明和年間(1764~1771)の作庭と伝えられています。
主屋の北側にあり北東隅に枯滝を組み、石組みは西に連なっています。
背後に築山風の大刈込み、外側に生垣がめぐり東北部は高さ4mに達します。
母ヶ岳の優雅な姿を取り入れた借景園。北側の隅には石組みを設けて主峯とし、イヌマキの生垣は母ヶ岳の分脈をかたどっています。また、どこを切り取っても一つの庭園を形づくり、調和と表現にすぐれた庭園として絶賛されています。大海原には無人島が浮かび、遠くには緑の大陸が望まれ、想像とロマンの世界で楽しめる庭園です。
【庭園を出るときに】

武家屋敷の門を入ると、必ず左か右のどちらかに厠がありました。これには いろいろ説がありまして、家人が出かけるときや帰ってきたときに用を足すためのものとか、来客用のものとか言われておりますが、一説には日長ここに座っていて往来を行き来する人々の声に耳を傾けて、情報を得るという役目もあったといわれています。
【石積み】

この石垣の石積みを、見ていただきたいと思います。
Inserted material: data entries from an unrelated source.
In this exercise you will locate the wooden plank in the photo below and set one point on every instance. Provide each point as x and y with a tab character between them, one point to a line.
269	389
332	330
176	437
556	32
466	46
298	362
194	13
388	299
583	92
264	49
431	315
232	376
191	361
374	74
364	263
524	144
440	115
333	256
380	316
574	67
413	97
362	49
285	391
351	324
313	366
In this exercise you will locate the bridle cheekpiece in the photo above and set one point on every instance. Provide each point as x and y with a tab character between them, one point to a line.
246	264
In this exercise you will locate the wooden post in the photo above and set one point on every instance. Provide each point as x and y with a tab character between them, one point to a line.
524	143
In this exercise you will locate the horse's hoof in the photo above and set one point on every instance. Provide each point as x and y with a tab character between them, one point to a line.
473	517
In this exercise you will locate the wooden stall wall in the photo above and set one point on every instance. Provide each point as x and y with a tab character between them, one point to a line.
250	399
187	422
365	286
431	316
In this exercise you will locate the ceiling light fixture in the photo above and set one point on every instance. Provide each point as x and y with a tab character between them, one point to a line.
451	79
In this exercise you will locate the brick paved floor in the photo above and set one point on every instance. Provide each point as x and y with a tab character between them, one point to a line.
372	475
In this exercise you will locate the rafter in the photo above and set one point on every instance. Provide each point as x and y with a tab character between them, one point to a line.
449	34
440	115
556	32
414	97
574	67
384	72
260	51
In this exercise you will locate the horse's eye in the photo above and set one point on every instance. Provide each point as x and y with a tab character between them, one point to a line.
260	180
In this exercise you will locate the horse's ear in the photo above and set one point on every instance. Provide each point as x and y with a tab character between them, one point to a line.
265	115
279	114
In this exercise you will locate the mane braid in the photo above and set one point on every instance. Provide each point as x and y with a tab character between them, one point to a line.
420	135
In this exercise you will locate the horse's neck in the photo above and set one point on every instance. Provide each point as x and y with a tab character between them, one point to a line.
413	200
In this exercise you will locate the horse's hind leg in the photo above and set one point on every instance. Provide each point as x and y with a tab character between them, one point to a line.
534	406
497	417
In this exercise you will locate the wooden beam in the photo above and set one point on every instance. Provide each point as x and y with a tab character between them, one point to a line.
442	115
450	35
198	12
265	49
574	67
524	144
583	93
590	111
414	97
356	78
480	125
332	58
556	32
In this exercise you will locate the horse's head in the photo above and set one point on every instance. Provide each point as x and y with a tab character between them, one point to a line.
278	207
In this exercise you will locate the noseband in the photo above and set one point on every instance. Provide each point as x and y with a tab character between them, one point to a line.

右側切り石積み、左側は玉石積みとなっていますが、切り石積みが本家筋、玉石積みが分家筋と言われております。
【十文字のところで】

ここに立って、東西南北に広がる道路を見てください。
南北に通ずる道路は、先が見通せないようになっています。また、東西の道路も真っ直ぐには交わっていません。屈折させて結んでいます。また、四叉路となっているのもここだけで、他は全て丁字型、三叉路に作ってあります。
この作りは、軍事上重要な役割を果すもので、戦のときなど敵の軍勢を分断し勢いを弱めたり、不案内な者にはかなり不便な作りとなっています。